A lot of ink has been spilled and many parodies have been made regarding “the nod.” It is a personification of what it means to be black and I have come to find it fascinatingly comforting. In a world that is not always kind to people of the melanin gifted, we can communicate our community membership and black personhood through a simple tilt of the head and a quick smile. Where did this come from and why so subtle? I hypothesize that this secretive gesture originated from a need to be just that. Throughout history, being black was an identity shunted to the fringes and kept in the shadows; activities that were considered black or “urban” were not part of the mainstream culture. In order to join the mainstream, black people had to quiet themselves, sit down, and be humble. Hence the need for the nod. A little spark of civil disobedience that would not rock the boat or upset the social order.
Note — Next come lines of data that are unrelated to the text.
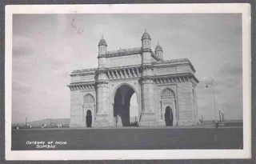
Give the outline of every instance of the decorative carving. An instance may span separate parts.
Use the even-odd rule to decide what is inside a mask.
[[[130,49],[122,49],[118,50],[111,50],[107,51],[106,57],[113,57],[113,56],[122,56],[127,54],[140,54],[142,51],[142,47],[130,48]]]
[[[176,67],[161,67],[156,68],[155,70],[157,74],[170,74],[177,73]]]
[[[75,73],[85,73],[85,72],[95,72],[98,70],[98,68],[90,68],[90,69],[84,69],[84,70],[78,70],[72,71],[71,74]]]
[[[120,56],[109,59],[110,67],[119,67],[124,66],[140,65],[141,57],[139,54],[133,56]]]
[[[95,83],[71,84],[68,86],[70,90],[92,90],[95,88]]]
Much like Wakanda, the fictitious, highly advanced African society which is home to Black Panther, a society hiding in plain sight in the African jungle, so too were blacks communicating their identity without saying a thing. However, much like in the end of the film, King T-Challa (Black Panther) led his people to join mainstream society in order to positively benefit the modern world. With the box office success of the film and its entry into the cultural zeitgeist, blacks found a new way to define their community: the phrase “Wakanda Forever” and accompanying arm motions. Everything about this phrase and movement, the nod is not; it is bombastic and instantly recognizable, not subtle nor secretive. It is showy and fierce in a way that is quite stirring. Also, it is completely allowed in mainstream culture, there is no need to hide it. Everyone at once knows where it came from and who it belongs to. The question that I have recently been grappling with, is that such a good thing?
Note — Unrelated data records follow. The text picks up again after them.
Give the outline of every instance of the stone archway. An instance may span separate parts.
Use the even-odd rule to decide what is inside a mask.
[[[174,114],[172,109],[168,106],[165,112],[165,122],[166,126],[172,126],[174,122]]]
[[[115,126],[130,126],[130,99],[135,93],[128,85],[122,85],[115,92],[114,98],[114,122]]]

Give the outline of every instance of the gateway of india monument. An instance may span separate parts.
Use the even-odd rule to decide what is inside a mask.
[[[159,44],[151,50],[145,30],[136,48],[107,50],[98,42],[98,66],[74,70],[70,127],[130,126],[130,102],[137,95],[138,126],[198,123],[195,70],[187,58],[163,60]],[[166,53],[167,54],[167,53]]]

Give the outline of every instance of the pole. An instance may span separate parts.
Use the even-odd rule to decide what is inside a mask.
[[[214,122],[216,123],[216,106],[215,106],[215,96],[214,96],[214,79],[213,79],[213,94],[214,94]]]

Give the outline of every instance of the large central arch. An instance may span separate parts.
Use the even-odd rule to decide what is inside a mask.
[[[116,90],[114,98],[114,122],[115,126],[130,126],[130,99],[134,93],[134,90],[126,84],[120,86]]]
About a month ago, I found myself at a music festival in Palm Springs. I was having a great time bopping along to a nameless DJ when a felt a tap on my shoulder. I looked over and a black man, a little younger than me, stood beside me. I thought there was a problem, but he was simply saying hello. We exchanged greetings and, as I was turning back to the music, he said “Wakanda Forever” with a conspiratory grin. I didn’t really know what to do. My confusion stemmed from the fact that I didn’t feel we needed to exchange such a gesture. We were in this beautiful space where nothing mattered and we could just celebrate great music as one people. One love and all that. However, after we parted ways, I started to really look around at our surroundings. We were some of the few black people at the festival and maybe he felt that we needed to unify. I felt that if that was the case, the nod would have sufficed instead of a phrase from a movie.
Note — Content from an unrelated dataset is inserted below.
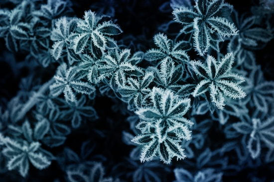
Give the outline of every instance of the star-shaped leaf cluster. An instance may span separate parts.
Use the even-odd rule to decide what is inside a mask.
[[[174,19],[183,24],[181,31],[194,32],[193,45],[199,55],[204,55],[210,46],[219,51],[219,42],[223,41],[223,37],[238,33],[234,25],[225,18],[233,6],[224,0],[195,0],[195,11],[184,7],[175,9]]]
[[[191,61],[195,74],[203,79],[192,92],[196,97],[209,91],[211,101],[221,109],[225,105],[224,94],[233,98],[242,98],[246,94],[239,86],[245,81],[243,77],[230,73],[234,57],[232,53],[227,54],[219,62],[208,56],[205,64],[200,61]]]
[[[142,134],[132,141],[145,145],[141,162],[151,160],[158,154],[164,163],[171,158],[184,159],[186,156],[178,142],[181,139],[191,139],[188,127],[193,123],[182,116],[190,107],[190,99],[179,99],[169,90],[153,88],[151,93],[152,107],[140,108],[136,112],[141,121],[137,128]]]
I realized then that, for me, the nod was not for the world as much as it was for me; it made me feel like I was part of a community connected by shared struggle. It spoke volumes in ways that I couldn’t put into words. It was my way of giving the world a middle finger that only certain people would understand. I didn’t want everyone looking at me and knowing what I was doing, that defeated the point. The nod is a classy and subversive way to keep the dream alive, not hokey or clumsy like Wakanda Forever. Even Chadwick Boseman, the living embodiment of Black Panther, tired of the phrase throughout his long press tour for that film and The Avengers Infinity War. The other side of the coin is the nod does not divide as much as it unites. It’s not loud and dismissive of other people’s struggles. If a person of any other race were to say Wakanda Forever, they would get an immediate sanction from the court of public opinion. The nod is something that is here one day and gone the next, like an exclusive food pop-up that only certain people know about. And I love being in the know.